4.2 Interactive non-negative matrix factorization

In [10], some interesting operations such as keyword operations were used for interactive topic discovery or refinement. However, such operations cannot be employed for video. The main reason for this is that, in document clustering for example, the dictionary atom is a conventional word (such as dog, apple, play, eat, and so on.) which has a semantic meaning, and it is impossible to construct such a dictionary for a video. In our case, the dictionary is learned using a k-means clustering algorithm, and, therefore, the dictionary atoms have no semantic meanings. As such, the keyword-based operation defined in [10] is not applicable. On the other hand, for document clustering, we can use the keyword distribution of each topic to realize the visualization. For the same reason cited above, this manner of visualization is not suitable in our case. To this end, we developed two interaction operations: MERGE and ADD, for user-directed visualized video action discovery. These operations are described below. Please note the some more complicated operations such as DELETE, DIVIDE, and so on, can be flexibly incorporated into this unified framework.

4.2.1 MERGE operation

The MERGE operation attempts to address the problem where similar video segments may be clustered into different topics. This is unavoidable due to at least two reasons. (1) The semantic gap between human understanding and that of the adopted BoW model, which is based on low-level feature descriptors. (2) The results are not consistent with user intention.

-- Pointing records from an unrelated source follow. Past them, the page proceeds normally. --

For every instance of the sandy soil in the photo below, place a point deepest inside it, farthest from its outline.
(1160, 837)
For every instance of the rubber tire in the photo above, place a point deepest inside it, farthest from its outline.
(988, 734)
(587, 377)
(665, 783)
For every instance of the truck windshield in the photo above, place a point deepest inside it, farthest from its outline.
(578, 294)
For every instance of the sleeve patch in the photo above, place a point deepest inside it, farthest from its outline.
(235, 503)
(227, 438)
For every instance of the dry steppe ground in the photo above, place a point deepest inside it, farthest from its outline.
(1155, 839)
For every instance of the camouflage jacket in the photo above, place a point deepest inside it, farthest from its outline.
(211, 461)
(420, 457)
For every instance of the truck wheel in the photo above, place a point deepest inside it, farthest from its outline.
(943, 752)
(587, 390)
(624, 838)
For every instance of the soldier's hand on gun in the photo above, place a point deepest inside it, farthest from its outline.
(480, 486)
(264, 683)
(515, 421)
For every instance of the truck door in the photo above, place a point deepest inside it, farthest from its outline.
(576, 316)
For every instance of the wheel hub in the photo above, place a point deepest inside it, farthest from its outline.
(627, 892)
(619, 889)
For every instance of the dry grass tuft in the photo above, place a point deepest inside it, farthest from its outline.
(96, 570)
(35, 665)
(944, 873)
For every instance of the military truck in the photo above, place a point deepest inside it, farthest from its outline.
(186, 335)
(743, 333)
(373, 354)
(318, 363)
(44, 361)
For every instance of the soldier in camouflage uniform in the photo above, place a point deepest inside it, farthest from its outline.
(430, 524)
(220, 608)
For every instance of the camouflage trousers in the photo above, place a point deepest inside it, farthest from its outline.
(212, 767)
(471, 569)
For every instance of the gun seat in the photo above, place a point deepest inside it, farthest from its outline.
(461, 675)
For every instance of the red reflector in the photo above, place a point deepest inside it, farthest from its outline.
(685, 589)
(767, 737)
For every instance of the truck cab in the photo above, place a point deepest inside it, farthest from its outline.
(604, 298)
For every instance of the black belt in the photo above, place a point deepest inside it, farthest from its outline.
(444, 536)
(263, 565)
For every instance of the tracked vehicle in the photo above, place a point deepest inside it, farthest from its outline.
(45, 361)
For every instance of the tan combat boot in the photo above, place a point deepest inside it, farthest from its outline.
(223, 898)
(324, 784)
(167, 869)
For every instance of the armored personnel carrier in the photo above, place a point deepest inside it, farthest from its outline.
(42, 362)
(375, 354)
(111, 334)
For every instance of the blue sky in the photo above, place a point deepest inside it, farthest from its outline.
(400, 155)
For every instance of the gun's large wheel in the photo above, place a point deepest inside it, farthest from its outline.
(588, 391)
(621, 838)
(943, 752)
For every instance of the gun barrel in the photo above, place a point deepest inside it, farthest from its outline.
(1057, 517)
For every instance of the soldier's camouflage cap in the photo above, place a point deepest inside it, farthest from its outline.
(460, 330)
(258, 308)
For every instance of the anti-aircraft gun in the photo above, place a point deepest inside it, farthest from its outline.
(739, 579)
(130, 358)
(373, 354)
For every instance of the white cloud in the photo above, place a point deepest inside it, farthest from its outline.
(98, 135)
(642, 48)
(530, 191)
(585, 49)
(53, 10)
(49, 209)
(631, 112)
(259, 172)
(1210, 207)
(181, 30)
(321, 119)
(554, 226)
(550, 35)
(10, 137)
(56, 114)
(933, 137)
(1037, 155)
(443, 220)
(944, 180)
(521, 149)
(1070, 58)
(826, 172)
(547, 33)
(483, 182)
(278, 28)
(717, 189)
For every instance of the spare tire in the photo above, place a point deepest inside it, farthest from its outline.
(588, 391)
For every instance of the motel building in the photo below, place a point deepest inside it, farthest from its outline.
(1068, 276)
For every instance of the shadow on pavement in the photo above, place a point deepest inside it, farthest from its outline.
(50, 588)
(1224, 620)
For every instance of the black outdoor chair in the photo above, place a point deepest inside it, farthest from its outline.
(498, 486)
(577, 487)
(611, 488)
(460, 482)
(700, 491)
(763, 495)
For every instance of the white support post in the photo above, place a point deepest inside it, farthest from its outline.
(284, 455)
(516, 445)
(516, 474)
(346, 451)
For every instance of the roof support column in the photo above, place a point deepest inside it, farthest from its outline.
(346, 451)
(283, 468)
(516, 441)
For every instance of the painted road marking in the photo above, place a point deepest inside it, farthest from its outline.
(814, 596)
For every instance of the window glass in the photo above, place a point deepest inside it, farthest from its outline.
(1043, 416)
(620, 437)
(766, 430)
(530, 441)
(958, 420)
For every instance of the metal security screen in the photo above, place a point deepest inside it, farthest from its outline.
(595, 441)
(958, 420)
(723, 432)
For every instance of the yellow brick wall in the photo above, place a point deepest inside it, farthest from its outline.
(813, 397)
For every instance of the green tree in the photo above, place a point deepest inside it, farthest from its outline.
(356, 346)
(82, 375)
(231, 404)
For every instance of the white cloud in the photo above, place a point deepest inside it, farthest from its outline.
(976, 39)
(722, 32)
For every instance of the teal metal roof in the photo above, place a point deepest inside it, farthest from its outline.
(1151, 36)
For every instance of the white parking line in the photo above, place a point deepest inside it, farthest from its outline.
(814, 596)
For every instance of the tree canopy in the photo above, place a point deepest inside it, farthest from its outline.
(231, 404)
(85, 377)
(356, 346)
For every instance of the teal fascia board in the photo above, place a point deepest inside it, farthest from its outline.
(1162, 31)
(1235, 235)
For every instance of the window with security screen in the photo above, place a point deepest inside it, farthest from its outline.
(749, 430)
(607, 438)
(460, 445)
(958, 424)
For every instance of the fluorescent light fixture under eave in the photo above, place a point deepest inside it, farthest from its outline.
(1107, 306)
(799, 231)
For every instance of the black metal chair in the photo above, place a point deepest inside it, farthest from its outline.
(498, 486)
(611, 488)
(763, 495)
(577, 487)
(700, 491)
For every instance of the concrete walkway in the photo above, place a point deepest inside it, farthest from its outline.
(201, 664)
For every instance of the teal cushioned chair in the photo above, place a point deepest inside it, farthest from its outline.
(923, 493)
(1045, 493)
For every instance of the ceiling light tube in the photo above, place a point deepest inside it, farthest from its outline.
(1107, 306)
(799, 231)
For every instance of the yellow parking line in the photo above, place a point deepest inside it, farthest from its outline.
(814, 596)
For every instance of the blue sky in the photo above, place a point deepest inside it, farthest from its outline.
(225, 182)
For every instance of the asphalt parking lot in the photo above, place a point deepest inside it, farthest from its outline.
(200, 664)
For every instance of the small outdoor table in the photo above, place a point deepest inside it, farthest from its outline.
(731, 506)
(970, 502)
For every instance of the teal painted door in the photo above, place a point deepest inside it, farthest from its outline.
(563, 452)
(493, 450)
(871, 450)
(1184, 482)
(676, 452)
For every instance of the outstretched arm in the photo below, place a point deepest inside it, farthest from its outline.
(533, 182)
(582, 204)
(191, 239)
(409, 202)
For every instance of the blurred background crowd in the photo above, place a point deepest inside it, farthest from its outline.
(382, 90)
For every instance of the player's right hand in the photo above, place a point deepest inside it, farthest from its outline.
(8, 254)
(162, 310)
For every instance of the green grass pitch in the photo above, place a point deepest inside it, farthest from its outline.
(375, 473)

To solve this problem, we permit the user to instruct the computer via the MERGE operation to merge selected video clips into the same topic during the next iteration. This interaction also provides very important supervised information that we can exploit to enhance our model. In fact, a set of representative action clips are given by the video segments ${\mathbf {{P}}_{{{t}_{1}}}},{\mathbf {{P}}_{{{t}_{2}}}},{\cdots } ,{\mathbf {{P}}_{{{t}_{r}}}}$. Without loss of generality, we denote the selected segments to be merged as ${\mathbf {{P}}_{i}}$ and ${\mathbf {{P}}_{j}}$, and then add this pair into a set $ \mathcal {M}=\mathcal {M}\cup \{(i,j)\}$, whereupon the following optimization problem is solved in the next iteration:

$$ \begin{array}{l} \underset{\mathbf{U,V}}{{\min }}\,\text{ }||\mathbf{Y-UV}||_{F}^{2}+\beta \sum\limits_{i = 1}^{N-1}{||{{\mathbf{V}}_{i + 1}}-{{\mathbf{V}}_{i}}||_{F}^{2}} +\gamma \sum\limits_{(i,j)\in \mathcal{M}}{||{{\mathbf{V}}_{i}}-{\mathbf{{V}}_{j}}||_{F}^{2}} \\ s.t.\text{ }\mathbf{U}\ge 0,\text{ }\mathbf{V}\ge 0. \end{array} $$

(3)

The main characteristic of this model is the third term, which biases the i-th and j-th segments to share a similar topic pattern, and γ is a trade-off parameter which is empirically set to 0.1. Please note that the pair set $\mathcal {M}$ is empty for the first iteration, and, once $\mathcal {M}$ is provided with some pair elements, it always plays a role in subsequent iterations. At the next iteration, the value of r is decreased by 1, and only r − 1 representative actions will be discovered. In Fig. 3 we show the illustration of this operation.

4.2.2 ADD operation

Though the above model can successfully discover most of the representative actions from a video, it remains possible that some important action clips will not be discovered automatically. To this end, a candidate list of potentially representative action clips are presented to the user for performing the ADD operation. Ideally, such a list should be short and contain only actions that are independent of the list of discovered representative actions. In other words, the candidate list should not be well reconstructed by the discovered representative actions. Figure 4 shows this procedure. Based on the above considerations, we designed a performance index to evaluate the novelty of each action clip. For each video segment, we define its confidence regarding the topic assignment. To this end, we regard $\bar {{\mathbf {V}}}_{i}$ as the L₁ normalized vector i-th column of V_i, and then adopt its entropy function as:

$$ En({\mathbf{V}_{i}})=-\sum\limits_{j = 1}^{{{r}}}{\bar{{\mathbf{V}}}_{i}(j)\log {\bar{\mathbf{V}}}_{i}(j)}. $$

(4)

Obviously, when only a single nonzero element of $\bar {{\mathbf {V}}}_{i}$ exists and is equal to one, the entropy is zero and the confidence score is maximum. On the other hand, when all elements of $\bar {{\mathbf {V}}}_{i}$ are equal to 1/r, the entropy is equal to log₂r and the confidence score is minimum. Therefore, it is very convenient to adopt the entropy when selecting the most novel video segments for the ADD operation. In this work, we sort the entropies of all previously undiscovered video segments in descending order, and then present the top N_a segments in a specifically designed manner that allows for rapid browsing by the user, and that can be selected by the user using the ADD operation for addition to the discovered representative actions in the next iteration. The number N_a cannot be too large, otherwise the number of segments presented to the user will be excessive. In this paper, it is set to 5; therefore, at each iteration stage, 5 of the most novel video segments are provided to the user for possible candidates of the ADD operation. After solving this optimization problem, the value of V can be used to illustrate the action segmentation results.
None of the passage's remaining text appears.